Chroniques de Charclo

Mardi 15 décembre, Renens, 22 heures et des poussières.

Chronique de Charclo 01:

Mardi 15 décembre, Renens, 22 heures et des poussières.

Je suis adossé au mur de la Coop, emmitouflé dans une couverture, ma tablette sur les genoux je regarde les nouvelles fraiches d’un monde pourri. Un sac à dos, une brique de thé froid, des chips, feuilles et tabac à rouler sont posés négligemment à mes pieds. Une homme d’une trentaine d’années marche dans ma direction, brun et basané, une tête de rebeu, il s’arrête devant moi et me salue.

– Excusez-moi vous n’avez pas de maison, d’appartement?

– Ben non…

– Qu’est ce qui vous est arrivé, pour vous retrouver comme ça?

– Bah rien d’extraordinaire, en général c’est soit la faute d’un proprio soit celle d’une femme, cette fois c’est une femme.

– Vous avez besoin de quelque chose?

Étant habitué à l’indifférence et à l’égoïsme des passants sur le moment la question avait un coté surréaliste.

– Heu non, merci c’est sympa mais j’ai ce qu’il me faut, lui répondis-je en désignant mon thé froid et mes chips. Il me dit au revoir puis fait demi-tour.
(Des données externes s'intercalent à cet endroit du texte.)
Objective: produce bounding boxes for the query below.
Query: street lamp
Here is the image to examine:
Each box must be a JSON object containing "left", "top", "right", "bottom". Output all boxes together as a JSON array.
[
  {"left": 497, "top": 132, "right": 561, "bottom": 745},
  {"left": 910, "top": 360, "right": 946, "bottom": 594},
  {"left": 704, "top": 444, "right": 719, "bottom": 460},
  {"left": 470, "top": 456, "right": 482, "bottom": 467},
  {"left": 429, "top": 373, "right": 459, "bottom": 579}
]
Dix minutes plus tard j’aperçois le même homme accompagné d’une jeune fille, elle doit avoir 12-13 ans et tient une assiette cellophanée, lui un sac plastique, les deux viennent dans ma direction.
Le père (oui ils sont père et fille) m’explique que ça fait depuis la veille que sa gamine me voit au même endroit et lui demande s’il s’agit d’un SDF et ce qu’on peut faire pour lui. Ils sont donc venus m’apporter un émincé de poulet avec une sauce aux champignons, des choux-fleurs, du riz et dans le sac plastique il y avait des bonbons (Haribo-Coca) et deux cannettes de jus de fruit. Ensuite il m’a donné son adresse ainsi que son nom de famille afin que je puisse mettre l’assiette et les couverts dans la boîte à lettre. J’ai mangé, c’était chaud, c’était bon et lorsque j’ai été mettre les couverts dans la boîte à lait il avait une carte signé “Hamed et Yasmina” avec une billet de 10.- .

En parlant des anars Brel chantait “Y’en a pas un sur cent et pourtant ils existent” apparemment c’est pareil pour les gens bien, il y en pas des masses mais on est bien content de tomber sur eux.

 

Traduction de l’image: Sadaqa en arabe qui veut dire aumône.